Eine andere möglichkeit ist, gerade weil du von Rezeptverwaltung sprichst
einfach alle betreffenden Einträge Selektieren und dann die Nachkomma
stellen auf 3 ändern.


----------



## Shettyman (3 Mai 2010)

Also Multiplizierst du nur die Eingaben vom Panel mit einem Festwert.

Eine andere Möglichkeit gibt es da leider nicht oder?
so müsste ich für jede Variable eine Multiplikation machen.
Und das sind wie gesagt ca 20 Zeiten pro Rezept


----------



## Andy79 (3 Mai 2010)

Hallo,

versuch es mal mit der linearen Skalierung. Zu finden bei den HMI-Variablen unter Eigenschaften --> Lineare Skalierung. 
Auf Seite Steuerung bspw. 0-30000 eingeben und auf Seite Bediengerät 0-30 für Eingabe 0-30s am Panel (siehe Screenshot).

Gruß Andy


----------



## rostiger Nagel (3 Mai 2010)

Shettyman schrieb:


> Also Multiplizierst du nur die Eingaben vom Panel mit einem Festwert.
> 
> Eine andere Möglichkeit gibt es da leider nicht oder?


 
Doch die Variabel direkt im Panel Skalieren, unter den Eigenschaften der
Variablen gibt es das Menü Lineare Skallierung.

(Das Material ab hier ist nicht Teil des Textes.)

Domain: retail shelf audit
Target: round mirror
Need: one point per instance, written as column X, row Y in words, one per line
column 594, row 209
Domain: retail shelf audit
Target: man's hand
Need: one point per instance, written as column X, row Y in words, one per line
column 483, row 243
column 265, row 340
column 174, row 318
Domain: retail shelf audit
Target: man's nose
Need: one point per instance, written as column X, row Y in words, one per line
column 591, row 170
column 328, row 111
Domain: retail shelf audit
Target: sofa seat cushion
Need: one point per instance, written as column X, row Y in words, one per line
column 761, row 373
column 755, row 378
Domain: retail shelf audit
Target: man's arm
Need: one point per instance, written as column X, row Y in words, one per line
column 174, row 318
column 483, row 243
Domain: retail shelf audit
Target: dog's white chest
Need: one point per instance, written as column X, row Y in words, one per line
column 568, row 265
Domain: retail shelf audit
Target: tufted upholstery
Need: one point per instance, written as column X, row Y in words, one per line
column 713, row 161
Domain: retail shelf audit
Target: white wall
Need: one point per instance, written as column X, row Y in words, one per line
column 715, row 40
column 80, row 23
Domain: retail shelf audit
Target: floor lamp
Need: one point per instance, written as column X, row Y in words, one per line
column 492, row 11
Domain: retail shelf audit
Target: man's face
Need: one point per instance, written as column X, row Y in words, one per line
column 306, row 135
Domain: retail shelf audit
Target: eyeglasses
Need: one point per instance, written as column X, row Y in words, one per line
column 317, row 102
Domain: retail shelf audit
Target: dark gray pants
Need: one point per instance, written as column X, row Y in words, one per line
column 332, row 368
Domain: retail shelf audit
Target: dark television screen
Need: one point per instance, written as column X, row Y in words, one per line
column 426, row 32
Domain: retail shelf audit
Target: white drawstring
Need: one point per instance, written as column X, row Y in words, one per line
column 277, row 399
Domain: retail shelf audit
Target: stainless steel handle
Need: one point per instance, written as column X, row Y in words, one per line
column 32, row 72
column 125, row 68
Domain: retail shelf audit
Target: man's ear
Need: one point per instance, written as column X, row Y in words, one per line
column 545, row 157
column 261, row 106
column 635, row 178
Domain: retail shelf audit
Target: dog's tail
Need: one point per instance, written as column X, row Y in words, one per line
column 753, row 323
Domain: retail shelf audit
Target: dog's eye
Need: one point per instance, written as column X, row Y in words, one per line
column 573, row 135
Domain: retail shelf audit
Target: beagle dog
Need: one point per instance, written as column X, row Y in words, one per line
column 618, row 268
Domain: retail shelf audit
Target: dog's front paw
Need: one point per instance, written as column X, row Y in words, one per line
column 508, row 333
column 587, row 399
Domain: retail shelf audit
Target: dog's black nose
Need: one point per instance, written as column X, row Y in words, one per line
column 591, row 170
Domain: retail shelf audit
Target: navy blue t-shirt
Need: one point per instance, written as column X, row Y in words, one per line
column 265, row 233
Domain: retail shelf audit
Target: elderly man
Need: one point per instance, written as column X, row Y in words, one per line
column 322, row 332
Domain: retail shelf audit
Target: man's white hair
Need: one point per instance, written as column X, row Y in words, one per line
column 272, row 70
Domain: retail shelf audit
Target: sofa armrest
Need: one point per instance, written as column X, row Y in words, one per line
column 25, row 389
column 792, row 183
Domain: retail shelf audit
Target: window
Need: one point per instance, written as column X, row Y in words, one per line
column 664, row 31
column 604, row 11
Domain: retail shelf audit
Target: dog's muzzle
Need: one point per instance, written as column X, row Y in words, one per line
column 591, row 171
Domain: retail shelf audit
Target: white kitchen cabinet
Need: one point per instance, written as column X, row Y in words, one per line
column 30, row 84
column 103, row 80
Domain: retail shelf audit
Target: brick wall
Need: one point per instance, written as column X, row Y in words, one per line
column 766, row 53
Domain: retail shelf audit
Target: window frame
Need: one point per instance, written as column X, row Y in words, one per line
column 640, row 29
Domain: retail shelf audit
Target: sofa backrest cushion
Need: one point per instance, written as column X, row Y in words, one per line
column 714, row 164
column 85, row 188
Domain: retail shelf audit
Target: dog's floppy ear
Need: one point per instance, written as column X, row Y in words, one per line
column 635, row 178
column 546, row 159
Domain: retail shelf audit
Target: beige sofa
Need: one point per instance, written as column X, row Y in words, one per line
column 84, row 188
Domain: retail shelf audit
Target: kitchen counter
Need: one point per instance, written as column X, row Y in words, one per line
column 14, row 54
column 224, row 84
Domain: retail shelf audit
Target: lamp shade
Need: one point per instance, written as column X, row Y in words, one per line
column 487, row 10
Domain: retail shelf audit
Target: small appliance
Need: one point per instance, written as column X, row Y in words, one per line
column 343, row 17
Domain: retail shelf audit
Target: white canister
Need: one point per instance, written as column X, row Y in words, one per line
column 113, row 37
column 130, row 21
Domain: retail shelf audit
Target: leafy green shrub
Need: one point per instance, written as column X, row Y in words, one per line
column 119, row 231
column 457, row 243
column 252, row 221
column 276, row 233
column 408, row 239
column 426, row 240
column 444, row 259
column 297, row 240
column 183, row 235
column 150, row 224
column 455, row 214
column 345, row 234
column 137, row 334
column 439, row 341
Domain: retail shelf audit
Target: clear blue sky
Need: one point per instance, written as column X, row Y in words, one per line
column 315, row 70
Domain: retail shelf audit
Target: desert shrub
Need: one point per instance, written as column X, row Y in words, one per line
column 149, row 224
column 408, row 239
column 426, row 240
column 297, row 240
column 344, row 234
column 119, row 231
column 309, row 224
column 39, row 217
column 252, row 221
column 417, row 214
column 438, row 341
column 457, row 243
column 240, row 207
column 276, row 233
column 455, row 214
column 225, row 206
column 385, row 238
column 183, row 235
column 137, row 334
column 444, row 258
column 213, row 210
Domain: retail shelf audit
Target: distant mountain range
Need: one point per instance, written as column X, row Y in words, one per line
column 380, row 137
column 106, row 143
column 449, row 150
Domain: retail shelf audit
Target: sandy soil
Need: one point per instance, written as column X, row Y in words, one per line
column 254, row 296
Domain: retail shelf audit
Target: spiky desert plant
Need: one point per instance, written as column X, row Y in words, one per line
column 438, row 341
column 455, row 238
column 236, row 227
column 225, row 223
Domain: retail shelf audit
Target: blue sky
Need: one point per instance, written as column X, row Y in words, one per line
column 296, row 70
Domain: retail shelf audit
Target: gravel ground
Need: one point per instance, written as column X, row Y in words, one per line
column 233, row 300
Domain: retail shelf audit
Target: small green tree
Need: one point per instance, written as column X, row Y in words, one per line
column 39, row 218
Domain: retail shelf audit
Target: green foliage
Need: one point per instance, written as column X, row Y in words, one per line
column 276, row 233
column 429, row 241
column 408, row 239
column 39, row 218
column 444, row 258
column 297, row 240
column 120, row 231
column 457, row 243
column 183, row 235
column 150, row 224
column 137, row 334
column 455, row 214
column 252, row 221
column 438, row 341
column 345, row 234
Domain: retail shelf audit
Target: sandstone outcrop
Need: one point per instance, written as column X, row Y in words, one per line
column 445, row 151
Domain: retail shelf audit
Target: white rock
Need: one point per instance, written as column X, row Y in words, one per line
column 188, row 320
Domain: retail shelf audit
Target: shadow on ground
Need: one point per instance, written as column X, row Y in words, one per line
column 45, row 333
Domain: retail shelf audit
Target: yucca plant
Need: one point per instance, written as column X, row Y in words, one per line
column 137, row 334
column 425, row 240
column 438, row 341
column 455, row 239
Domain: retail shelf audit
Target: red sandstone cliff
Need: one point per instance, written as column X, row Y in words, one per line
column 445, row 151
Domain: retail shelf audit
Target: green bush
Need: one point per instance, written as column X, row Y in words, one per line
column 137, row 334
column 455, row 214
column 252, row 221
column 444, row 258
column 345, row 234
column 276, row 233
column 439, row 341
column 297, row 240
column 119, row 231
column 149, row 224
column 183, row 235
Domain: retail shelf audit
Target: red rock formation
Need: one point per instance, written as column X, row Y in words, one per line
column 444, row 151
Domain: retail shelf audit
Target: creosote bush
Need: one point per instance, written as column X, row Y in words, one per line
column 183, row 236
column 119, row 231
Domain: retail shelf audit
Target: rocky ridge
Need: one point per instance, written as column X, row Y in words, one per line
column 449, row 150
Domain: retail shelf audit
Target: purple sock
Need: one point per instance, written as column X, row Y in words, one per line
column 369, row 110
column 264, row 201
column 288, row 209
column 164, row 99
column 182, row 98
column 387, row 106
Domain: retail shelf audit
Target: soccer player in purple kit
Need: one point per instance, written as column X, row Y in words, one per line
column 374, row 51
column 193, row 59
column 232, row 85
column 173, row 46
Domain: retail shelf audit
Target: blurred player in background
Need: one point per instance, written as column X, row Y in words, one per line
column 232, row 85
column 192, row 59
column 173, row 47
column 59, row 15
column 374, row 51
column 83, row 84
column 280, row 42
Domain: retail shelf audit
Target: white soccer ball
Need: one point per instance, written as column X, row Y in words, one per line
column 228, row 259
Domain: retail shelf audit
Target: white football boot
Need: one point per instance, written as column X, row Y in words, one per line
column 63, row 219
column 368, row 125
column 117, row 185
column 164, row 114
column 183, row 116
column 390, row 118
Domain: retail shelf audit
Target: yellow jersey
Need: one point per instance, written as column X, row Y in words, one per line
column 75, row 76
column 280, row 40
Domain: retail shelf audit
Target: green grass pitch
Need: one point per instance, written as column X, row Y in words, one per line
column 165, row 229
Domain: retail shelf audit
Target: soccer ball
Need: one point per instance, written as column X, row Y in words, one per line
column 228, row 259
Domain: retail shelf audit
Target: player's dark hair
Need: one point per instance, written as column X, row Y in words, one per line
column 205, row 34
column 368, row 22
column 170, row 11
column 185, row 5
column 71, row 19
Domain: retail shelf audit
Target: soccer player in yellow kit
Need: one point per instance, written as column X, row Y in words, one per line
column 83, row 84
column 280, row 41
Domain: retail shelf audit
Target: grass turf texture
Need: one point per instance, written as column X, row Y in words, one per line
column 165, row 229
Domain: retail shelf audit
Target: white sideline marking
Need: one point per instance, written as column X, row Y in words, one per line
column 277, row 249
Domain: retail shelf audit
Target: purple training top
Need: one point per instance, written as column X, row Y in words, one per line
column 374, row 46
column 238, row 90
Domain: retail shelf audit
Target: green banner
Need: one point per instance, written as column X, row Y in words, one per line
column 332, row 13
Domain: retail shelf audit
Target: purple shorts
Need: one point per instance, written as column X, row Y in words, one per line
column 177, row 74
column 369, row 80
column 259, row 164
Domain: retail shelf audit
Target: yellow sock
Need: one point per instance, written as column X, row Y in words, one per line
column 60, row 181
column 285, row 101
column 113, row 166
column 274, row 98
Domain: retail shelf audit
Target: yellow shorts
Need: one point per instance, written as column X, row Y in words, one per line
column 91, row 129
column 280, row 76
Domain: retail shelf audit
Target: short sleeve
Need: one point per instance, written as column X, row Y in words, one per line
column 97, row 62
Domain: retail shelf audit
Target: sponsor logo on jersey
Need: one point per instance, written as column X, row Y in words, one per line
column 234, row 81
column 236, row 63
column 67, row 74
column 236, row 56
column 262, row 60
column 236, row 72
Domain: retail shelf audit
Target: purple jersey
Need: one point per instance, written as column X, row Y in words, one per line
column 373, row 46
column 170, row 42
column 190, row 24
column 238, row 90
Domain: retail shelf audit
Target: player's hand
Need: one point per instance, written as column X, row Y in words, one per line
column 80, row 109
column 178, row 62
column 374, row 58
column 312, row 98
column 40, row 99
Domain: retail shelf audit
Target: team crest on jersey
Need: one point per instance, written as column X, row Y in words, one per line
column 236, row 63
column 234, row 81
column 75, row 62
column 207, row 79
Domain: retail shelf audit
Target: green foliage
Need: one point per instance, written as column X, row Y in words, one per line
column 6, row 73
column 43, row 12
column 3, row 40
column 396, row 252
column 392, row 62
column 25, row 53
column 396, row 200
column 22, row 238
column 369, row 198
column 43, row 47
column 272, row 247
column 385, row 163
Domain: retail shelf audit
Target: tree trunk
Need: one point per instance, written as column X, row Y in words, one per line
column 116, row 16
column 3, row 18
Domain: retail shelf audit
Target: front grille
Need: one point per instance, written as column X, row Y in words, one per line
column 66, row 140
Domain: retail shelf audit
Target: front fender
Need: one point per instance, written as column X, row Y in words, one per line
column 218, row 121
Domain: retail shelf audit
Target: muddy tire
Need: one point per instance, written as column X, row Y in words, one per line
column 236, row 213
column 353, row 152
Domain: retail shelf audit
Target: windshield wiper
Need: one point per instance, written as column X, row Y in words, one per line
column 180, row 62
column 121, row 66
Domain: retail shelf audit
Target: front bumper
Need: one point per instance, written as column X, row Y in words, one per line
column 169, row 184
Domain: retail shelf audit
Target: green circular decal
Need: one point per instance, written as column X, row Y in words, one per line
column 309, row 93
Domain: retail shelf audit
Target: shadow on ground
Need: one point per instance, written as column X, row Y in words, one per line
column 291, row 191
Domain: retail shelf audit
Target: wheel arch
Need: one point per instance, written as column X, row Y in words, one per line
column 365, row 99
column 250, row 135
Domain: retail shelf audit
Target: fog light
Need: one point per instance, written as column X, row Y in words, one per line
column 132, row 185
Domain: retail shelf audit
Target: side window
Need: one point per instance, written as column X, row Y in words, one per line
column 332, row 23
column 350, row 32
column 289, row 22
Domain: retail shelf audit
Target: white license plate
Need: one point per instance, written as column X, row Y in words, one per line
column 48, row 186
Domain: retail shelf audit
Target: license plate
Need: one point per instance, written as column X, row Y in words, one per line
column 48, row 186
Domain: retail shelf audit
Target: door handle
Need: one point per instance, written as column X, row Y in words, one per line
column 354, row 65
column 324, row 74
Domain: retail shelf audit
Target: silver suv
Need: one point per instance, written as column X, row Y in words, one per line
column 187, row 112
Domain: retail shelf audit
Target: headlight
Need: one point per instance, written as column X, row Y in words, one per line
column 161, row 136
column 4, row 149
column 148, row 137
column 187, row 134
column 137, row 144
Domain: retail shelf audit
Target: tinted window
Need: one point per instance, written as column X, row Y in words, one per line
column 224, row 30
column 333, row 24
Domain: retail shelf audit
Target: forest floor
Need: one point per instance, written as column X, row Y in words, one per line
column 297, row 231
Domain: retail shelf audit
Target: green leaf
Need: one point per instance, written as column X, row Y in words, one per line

Siehe Andy 79, im Beitrag #5


----------



## Shettyman (3 Mai 2010)

@ Hartmut:
Wo stelle ich denn in der Rezepturanzeige die Nachkommastellen ein?
Finde da irgendwie kein Feld zu?!


----------



## rostiger Nagel (3 Mai 2010)

da gibt es eine Spalte für Dezimalkommastellen.

PS. nicht Hartmut sondern Helmut, wie die Kanzler die wir mal hatten


----------



## Shettyman (3 Mai 2010)

Ah das ist sehr gut. Vielen Dank an euch alle 

PS: @Helmut: Entschuldigung


----------



## Larry Laffer (3 Mai 2010)

Shettyman schrieb:


> Also Multiplizierst du nur die Eingaben vom Panel mit einem Festwert.
> 
> Eine andere Möglichkeit gibt es da leider nicht oder?


 
Doch - siehe Vorschlag von Andy bzw. auch von Helmut ...
Für das, was ich so mache erschien es mir so am konfortabelsten (immer dem ersten Impuls folgen), da ich auch gerne mal nicht nur einen TIME sondern auch einen S5TIME von der Eingabe mache ...

Gruß
LL


----------



## rostiger Nagel (3 Mai 2010)

hier noch mal ein Screenshot:


----------



## Shettyman (3 Mai 2010)

Jau, Dankeschön


----------